As has been expected for some time, the Consumer Financial Protection Bureau has issued a proposed rule that would prohibit companies providing consumer financial services from pairing arbitration clauses with clauses that prohibit consumers from bringing or participating in class actions. The rule also imposes disclosure requirements on companies that use arbitration. The CFPB's announcement is here; the proposed rule is here. There are two main components.

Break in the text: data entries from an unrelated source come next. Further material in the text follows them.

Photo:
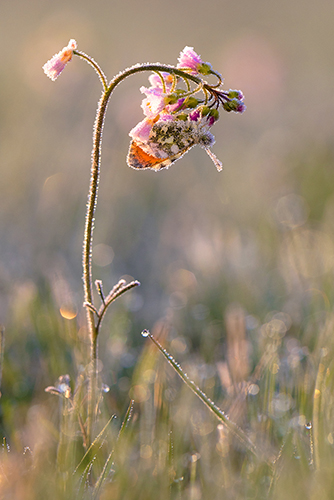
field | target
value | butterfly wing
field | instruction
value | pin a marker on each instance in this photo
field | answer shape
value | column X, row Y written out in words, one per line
column 139, row 159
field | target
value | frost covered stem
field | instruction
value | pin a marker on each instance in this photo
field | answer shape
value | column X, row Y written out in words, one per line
column 93, row 326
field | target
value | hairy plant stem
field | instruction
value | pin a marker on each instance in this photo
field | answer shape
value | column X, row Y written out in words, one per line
column 93, row 324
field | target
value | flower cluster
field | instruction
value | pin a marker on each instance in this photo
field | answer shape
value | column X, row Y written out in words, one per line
column 177, row 119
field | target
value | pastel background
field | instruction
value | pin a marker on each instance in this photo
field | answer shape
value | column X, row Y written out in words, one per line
column 257, row 237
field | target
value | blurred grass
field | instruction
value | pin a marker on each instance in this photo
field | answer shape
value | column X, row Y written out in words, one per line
column 236, row 268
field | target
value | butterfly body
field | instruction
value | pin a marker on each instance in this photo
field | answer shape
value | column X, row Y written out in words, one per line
column 168, row 141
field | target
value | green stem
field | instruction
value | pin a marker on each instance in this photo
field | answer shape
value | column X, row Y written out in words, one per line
column 93, row 326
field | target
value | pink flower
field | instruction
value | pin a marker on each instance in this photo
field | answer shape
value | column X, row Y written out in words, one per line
column 154, row 102
column 57, row 63
column 155, row 80
column 140, row 133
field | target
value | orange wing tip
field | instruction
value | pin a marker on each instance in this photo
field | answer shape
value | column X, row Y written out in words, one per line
column 137, row 158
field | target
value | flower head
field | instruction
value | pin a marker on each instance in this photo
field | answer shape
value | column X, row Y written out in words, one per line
column 57, row 63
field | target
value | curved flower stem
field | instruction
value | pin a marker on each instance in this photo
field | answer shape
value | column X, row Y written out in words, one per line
column 94, row 325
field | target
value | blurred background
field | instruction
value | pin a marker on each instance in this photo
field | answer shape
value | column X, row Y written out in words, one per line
column 256, row 238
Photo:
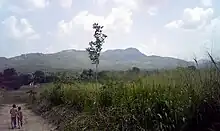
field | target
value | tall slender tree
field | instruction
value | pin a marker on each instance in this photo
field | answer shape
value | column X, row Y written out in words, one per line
column 95, row 47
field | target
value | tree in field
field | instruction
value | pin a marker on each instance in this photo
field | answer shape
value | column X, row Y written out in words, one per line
column 39, row 76
column 95, row 47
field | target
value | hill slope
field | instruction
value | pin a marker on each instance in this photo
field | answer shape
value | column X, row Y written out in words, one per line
column 119, row 59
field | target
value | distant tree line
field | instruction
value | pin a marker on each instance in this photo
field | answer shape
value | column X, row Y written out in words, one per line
column 12, row 80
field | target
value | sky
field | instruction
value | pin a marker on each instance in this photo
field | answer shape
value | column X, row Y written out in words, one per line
column 182, row 29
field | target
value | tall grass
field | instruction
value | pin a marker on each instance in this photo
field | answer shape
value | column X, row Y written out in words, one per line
column 174, row 100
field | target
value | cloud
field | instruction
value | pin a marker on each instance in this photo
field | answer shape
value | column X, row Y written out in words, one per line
column 206, row 3
column 37, row 3
column 23, row 6
column 152, row 11
column 119, row 19
column 195, row 18
column 19, row 29
column 66, row 3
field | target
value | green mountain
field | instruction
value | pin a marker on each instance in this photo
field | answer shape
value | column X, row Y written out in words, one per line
column 119, row 59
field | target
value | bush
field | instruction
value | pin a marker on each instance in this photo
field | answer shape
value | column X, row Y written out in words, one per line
column 180, row 99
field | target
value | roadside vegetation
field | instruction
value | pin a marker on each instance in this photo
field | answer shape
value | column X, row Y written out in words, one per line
column 180, row 99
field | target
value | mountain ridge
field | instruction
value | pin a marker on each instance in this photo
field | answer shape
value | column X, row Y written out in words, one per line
column 117, row 59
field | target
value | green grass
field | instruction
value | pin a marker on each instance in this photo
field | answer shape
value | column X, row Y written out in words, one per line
column 166, row 101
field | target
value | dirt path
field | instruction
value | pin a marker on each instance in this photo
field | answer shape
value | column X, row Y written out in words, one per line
column 31, row 122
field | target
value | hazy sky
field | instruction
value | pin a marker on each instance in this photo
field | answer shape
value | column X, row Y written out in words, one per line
column 177, row 28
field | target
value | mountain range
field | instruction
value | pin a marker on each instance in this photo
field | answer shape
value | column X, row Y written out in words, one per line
column 118, row 59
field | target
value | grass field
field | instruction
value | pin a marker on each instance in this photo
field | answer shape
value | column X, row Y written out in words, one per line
column 174, row 100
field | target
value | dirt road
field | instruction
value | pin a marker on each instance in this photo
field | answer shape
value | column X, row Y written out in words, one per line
column 31, row 121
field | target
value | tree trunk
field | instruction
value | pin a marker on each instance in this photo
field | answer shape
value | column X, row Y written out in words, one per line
column 96, row 72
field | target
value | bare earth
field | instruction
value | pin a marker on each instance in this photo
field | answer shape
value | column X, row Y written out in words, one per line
column 31, row 121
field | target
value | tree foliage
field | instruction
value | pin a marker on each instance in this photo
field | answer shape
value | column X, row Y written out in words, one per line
column 95, row 47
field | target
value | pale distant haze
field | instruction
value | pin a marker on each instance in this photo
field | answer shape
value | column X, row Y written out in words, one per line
column 176, row 28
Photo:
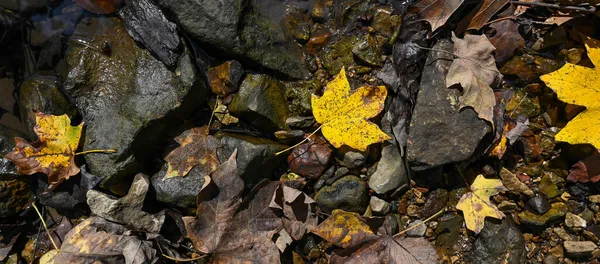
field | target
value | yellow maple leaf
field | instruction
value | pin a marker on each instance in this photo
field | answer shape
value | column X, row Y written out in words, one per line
column 476, row 204
column 344, row 115
column 54, row 151
column 581, row 86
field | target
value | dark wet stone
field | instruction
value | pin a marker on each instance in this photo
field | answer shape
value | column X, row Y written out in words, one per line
column 499, row 243
column 435, row 202
column 261, row 101
column 256, row 157
column 311, row 159
column 225, row 78
column 147, row 24
column 440, row 133
column 129, row 100
column 390, row 173
column 42, row 94
column 237, row 28
column 349, row 193
column 539, row 204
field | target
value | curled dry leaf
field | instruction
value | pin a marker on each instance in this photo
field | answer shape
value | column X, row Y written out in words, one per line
column 476, row 204
column 344, row 115
column 196, row 148
column 53, row 153
column 580, row 86
column 475, row 70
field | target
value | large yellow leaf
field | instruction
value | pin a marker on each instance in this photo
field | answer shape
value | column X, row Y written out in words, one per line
column 476, row 204
column 345, row 115
column 581, row 86
column 54, row 151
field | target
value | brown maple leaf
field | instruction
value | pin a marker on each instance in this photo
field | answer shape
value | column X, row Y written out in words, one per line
column 196, row 148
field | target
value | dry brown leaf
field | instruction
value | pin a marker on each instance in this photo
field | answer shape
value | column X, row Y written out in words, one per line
column 475, row 70
column 436, row 12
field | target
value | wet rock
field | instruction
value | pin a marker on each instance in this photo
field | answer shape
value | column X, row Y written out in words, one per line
column 338, row 54
column 499, row 243
column 349, row 193
column 379, row 206
column 299, row 94
column 225, row 78
column 238, row 29
column 574, row 222
column 539, row 204
column 418, row 231
column 43, row 94
column 256, row 157
column 436, row 201
column 512, row 183
column 300, row 121
column 579, row 249
column 129, row 100
column 390, row 173
column 311, row 159
column 557, row 211
column 147, row 24
column 261, row 102
column 440, row 133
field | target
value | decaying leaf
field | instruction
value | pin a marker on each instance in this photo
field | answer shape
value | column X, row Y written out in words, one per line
column 580, row 86
column 196, row 148
column 436, row 12
column 475, row 70
column 96, row 240
column 128, row 209
column 476, row 204
column 53, row 153
column 232, row 230
column 344, row 115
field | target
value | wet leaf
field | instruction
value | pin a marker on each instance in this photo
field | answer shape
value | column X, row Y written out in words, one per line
column 96, row 240
column 128, row 209
column 53, row 153
column 344, row 115
column 475, row 71
column 196, row 148
column 580, row 86
column 436, row 12
column 476, row 204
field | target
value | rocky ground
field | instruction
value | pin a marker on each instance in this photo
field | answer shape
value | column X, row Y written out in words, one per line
column 142, row 75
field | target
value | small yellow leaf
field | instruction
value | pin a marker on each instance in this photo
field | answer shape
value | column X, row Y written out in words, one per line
column 476, row 204
column 581, row 86
column 53, row 153
column 344, row 115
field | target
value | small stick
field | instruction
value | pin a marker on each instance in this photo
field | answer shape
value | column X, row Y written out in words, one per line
column 298, row 144
column 97, row 151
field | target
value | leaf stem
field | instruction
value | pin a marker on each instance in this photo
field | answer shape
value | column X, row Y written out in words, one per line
column 298, row 144
column 97, row 151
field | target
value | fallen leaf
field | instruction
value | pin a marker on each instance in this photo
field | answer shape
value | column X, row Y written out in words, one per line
column 476, row 205
column 96, row 240
column 580, row 86
column 344, row 115
column 53, row 153
column 436, row 12
column 196, row 147
column 232, row 230
column 475, row 70
column 128, row 209
column 587, row 170
column 507, row 39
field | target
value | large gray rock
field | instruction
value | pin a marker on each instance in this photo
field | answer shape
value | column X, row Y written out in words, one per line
column 128, row 99
column 390, row 173
column 256, row 157
column 441, row 133
column 237, row 28
column 499, row 243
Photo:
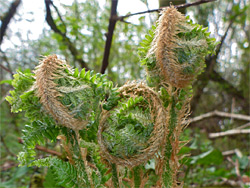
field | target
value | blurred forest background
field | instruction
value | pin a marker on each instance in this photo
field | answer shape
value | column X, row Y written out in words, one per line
column 219, row 130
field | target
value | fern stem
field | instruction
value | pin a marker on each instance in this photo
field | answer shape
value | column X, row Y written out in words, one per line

First, covered providers of consumer financial products can still include pre-dispute arbitration clauses in their contracts, but those who do must explicitly state that the consumer retains the right to bring or participate in a judicial class action. The rule requires that the following language be included in the contract: "We agree that neither we nor anyone else will use this agreement to stop you from being part of a class action case in court. You may file a class action in court or you may be a member of a class action even if you do not file it." (As an aside, the CFPB rule only applies to class actions brought in court. Companies may forbid class action proceedings in arbitration, and I imagine that careful drafters will want to do so expressly.) Second, the Bureau proposes to require covered providers to submit information about claims filed by or against them in arbitration, including copies of the arbitration demand, any response, and the arbitrator's award (see p. 362-363 of the proposal). The Bureau apparently hasn't made up its mind about whether it will make this information public or will merely use it to monitor arbitration proceedings.